What I learned reading “Phaedrus.”

Filed under: Livros, Saúde e bem-estar — Tags:, — Yure @ 12:55

“Phaedrus” was written by Plato. Below I tell what I learned from reading his book.

  1. Knowing oneself should be the beginning of knowledge.
  2. You should never accept conditional love or sex (that is, love or sex in exchange of a favor or belonging).
  3. Advantages and favors should be granted to those who deserve them.
  4. Those who love without being carried away by blind emotion do so responsibly.
  5. Those who love irrationally say things that they later regret .
  6. Lovers sometimes recognize that they are irresponsible, but at the same time, they are not able to correct themselves.
  7. Irrational love fosters envy and jealousy, drives away friends and eventually ruins the relationship.
  8. The beloved person needs to have friends as well.
  9. If you really love someone, you will forgive their small faults.
  10. Passion and friendship are two manifestations of love.
  11. Who should we make friends with?
  12. When reason dominates harmful desires, that person has the virtue of temperance.
  13. Intemperance has different names depending on the desire that submits the person.
  14. The irrational lover wants a weak person to love: if the beloved is superior or equal, the irrational lover will be frustrated, because he wants pleasure at that moment, which could only be obtained if the partner was inferior to him.
  15. The irrational lover works for the degeneration of the beloved’s physical ability and wisdom, to keep him under control.
  16. The irrational lover wants the beloved also to be poor, to keep him dependent.
  17. An irrational lover wants the beloved to remain miserable, so he can be treated like a belonging.
  18. Irrational lovers are prone to cheating.
  19. Don’t trust a lover’s promises, as he might be making promises on emotion.
  20. Irrational love is an appetite and, as such, vanishes when satisfied.
  21. Religion seems to come from divine inspiration.
  22. Madness also produces music and poetry.
  23. A chain of causes can not regress infinitely.
  24. Myth of the car guided by two winged horses: reason wants to bring us to certainties and truth, but emotions draw us to earthly problems that hinder the search for eternal things.
  25. The philosopher, when he contemplates the truth, is regarded as mad by others, but is only misunderstood.
  26. The contemplation of the beautiful is part of the process of elevating the soul.
  27. The true lover does not want the impoverishment of the beloved, but his improvement.
  28. Reason and emotion are necessary to love.
  29. Speech that is not praised is also not transcribed.
  30.   Rhetoricians do not speak of what is good, beautiful, fair, or useful, but of what appears to be one or more of these things.
  31. The rhetorician, knowing the opinions but not the truth, plays with opinions so that the listener is led to think as he wishes.
  32. The technical arts deal with real things, but the rhetoric that is not committed to the truth is not technical art, because it deals with fictions.
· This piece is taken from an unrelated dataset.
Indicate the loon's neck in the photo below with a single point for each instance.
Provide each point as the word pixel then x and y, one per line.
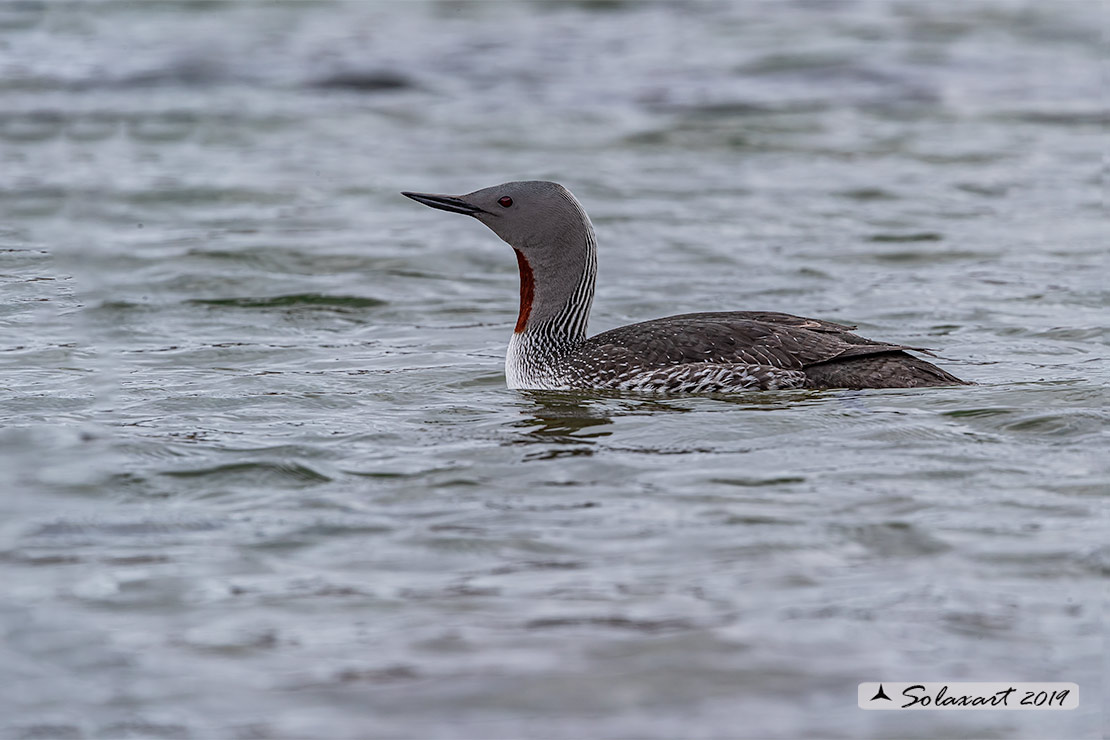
pixel 553 316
  33. But rhetoric, if it’s commited with truth, could make a person accept something real more easily.
  34. Rhetoric can disfigure the object of it’s speech.
  35. It deals with contradictions.
  36. Rhetoric has more power when it comes to uncertain and dubious matters, by taking advantage of the listener’s ignorance and the abundance of opinion in a given subject.
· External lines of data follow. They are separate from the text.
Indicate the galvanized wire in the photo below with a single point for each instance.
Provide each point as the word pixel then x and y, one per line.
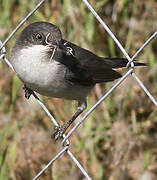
pixel 65 146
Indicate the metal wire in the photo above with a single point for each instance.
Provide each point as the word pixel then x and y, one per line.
pixel 65 146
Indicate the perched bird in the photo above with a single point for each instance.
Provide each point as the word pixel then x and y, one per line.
pixel 54 67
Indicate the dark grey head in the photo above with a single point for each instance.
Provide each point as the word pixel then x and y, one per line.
pixel 39 33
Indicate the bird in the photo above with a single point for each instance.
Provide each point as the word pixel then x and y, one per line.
pixel 50 65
  37. A rhetorical trick: do not explain the meaning of the terms used in the speech.
  38. The rhetorician has no power over those who understand the subject they are dealing with.
  39. To be a perfect speaker, the individual needs to have a natural inclination, to study and to practice the oratory.
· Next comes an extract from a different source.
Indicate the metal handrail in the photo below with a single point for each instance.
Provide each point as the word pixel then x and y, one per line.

  40. The perfect oratory has constructive potential over the listener.
  41. Anyone who talks about something is supposed to be able to describe the nature of said thing.
  42. We need to define the object we are talking about.
  43. Good rhetoric should be able not only to say what rhetoric is, but also what soul is, because rhetoric acts upon the soul of the listener.
  44. Because there are different kinds of idiot people, we need different types of speech.
  45. There’s a different kind of argument for each person.
  46. Rhetoric deals with the verisimilitude, not necessarily with the truth.
  47. If the rhetorician wants to convince, he turns to the convincing argument, not necessarily to the true (though the truth may be accessory).
  48. This is especially evident when accuser and accused strive to hide the truth about the case.
  49. Knowing the truth allows you to use more convincing probabilities.
  50. The book is limited by the reader’s understanding.
  51. Dialectically written discourses have an extended limit.
  52. Complex souls require complex writing.
  53. It is necessary to know what is being discussed.
  54. The best written discourse is one written for the use of the writer himself, as a means of later consultation, with its effectiveness being reduced if the reader is not the writer himself and diminishing the more distant the reader is of the writer.
  55. If you are sure that you have the truth and are able to defend it, you are already a philosopher.
  56. Friends should have everything in common.